I’m trying to turn that into something testable with a simple constraint: “one hobbyist GPU, one day.” If meaningful progress is still possible under tight constraints, it supports the idea that we should invest more in efficiency/architecture/data work, not just bigger runs.
My favorite line >> Somewhat humorously, the acceptance that there are emergent properties which appear out of nowhere is another way of saying our scaling laws don’t actually equip us to know what is coming.
Regarding this paragraph >> 3.3 New algorithmic techniques compensate for compute. Progress over the last few years has been as much due to algorithmic improvements as it has been due to compute. This includes extending pre-training with instruction finetuning to teach models instruction following ..., model distillation using synthetic data from larger more performant "teachers" to train highly capable, smaller "students" ..., chain-of-thought reasoning ..., increased context-length ..., retrieval augmented generation ... and preference training to align models with human feedback ...
I would consider algorithmic improvements to be the following 1. architecture like ROPE, MLA 2. efficiency using custom kernels
The errors in the paper 1. Transformers for language modeling (Vaswani et al., 2023). => this shd be 2017
Disclosure: my proposed experiments: https://ohgodmodels.xyz/
Is this actually accepted? Ever since [0], I thought people recognized that they don't appear out of nowhere.
I especially agree with your point that scaling laws really killed open research. That's a shame and I personally think we could benefit from more research.
I originally didn't like calling them scaling laws.
In addition to the law part seeming a bit much, I've found that researchers often overemphasize the scale part. If scaling is predictable, then you don't need to do most experiments at very large scale. However, that doesn't seem to stop researchers from starting there.
Once you find something good, and you understand how it scales, then you can pour system resources into it. So I originally thought it would encourage research. I find it sad that it seems to have had the opposite effect.
Exactly like semiconductor wafer processing.
Compute is a massive driver for everything ML. From number of experiments you can run in paralle, to how much RL you can try out, how long stuff is running etc.
ML is pushing scaling on dimensions we haven't had before (number of Datacenters, amount of energy we put into them) and ML is currently seen as the holy grail.
But i'm definitly very very curious how this compute and current progress is playing out in the next few years. It could be that we hit a hard ceiling were every single % point becomes tremendesly costly before we hit a % point of benchmark archievements which makes all of that usable daily. OR we will se a significant change to our society.
I do not think its something in between tbh because it def feels like in an expoential progress curve we are currently in.
"One thing is certain, is the less reliable gains from compute makes our purview as computer scientists interesting again. We can now stray from the beaten path of boring, predictable gains from throwing compute at the problem."

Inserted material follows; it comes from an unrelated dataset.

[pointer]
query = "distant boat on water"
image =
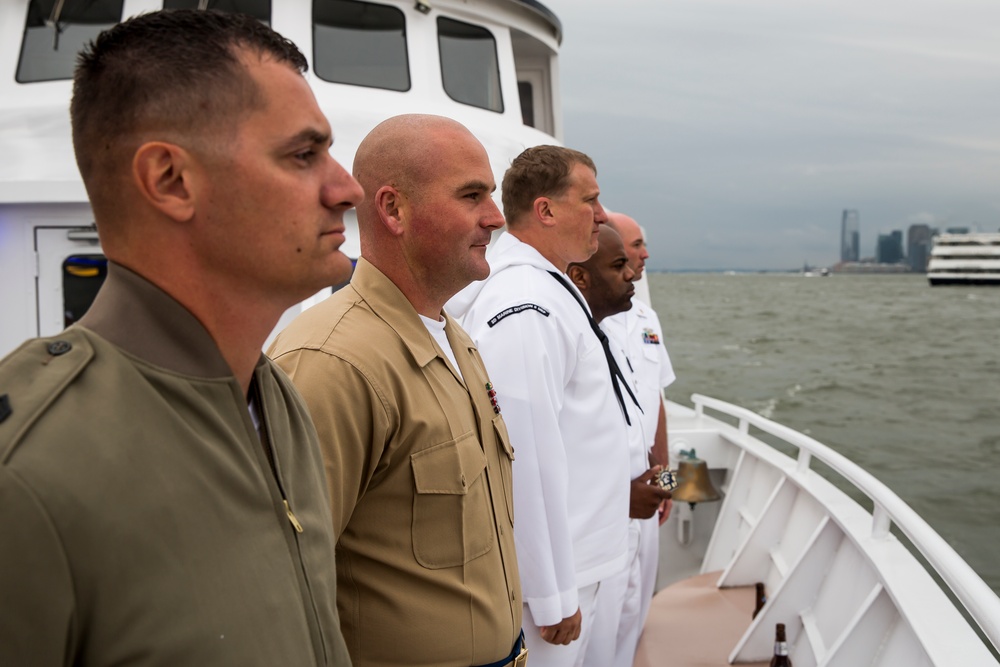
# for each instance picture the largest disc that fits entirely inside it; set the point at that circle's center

Isn't Ilya Sutskever who said some months ago that we were going back to research ?
There is absolutely NO reason why that PDF shouldn't load today.
I also feel like most insiders were fully aware of this fact, but it was a neat sales pitch.
You want to make an existing system more efficient, then take away resources.
People spend money on this because it works. It seems odd to call observable reality a "pervasive belief".
> Academia has been marginalized from meaningfully participating in AI progress and industry labs have stopped publishing.
Firstly, I still see news items about new models that are supposed to do more with less. If these are neither from academia nor industry, where are they coming from?
Secondly, "has been marginalized"? Really? Nobody's going to be uninterested in getting better results with less compute spend, attempts have just had limited effectiveness.
.
> However, it is unclear why we need so many additional weights. What is particularly puzzling is that we also observe that we can get rid of most of these weights after we reach the end of training with minimal loss
I thought the extra weights were because training takes advantage of high-dimensional bullshit to make the math tractable. And that there's some identifiable point where you have "enough" and more doesn't help.
I hadn't heard that anyone had a workable way to remove the extra ones after training, so that's cool.
.
.
The impression I had is that there's a somewhat-fuzzy "correct" number of weights and amount of training for any given architecture and data set / information content. And that when you reach that point is when you stop getting effort-free results by throwing hardware at the problem.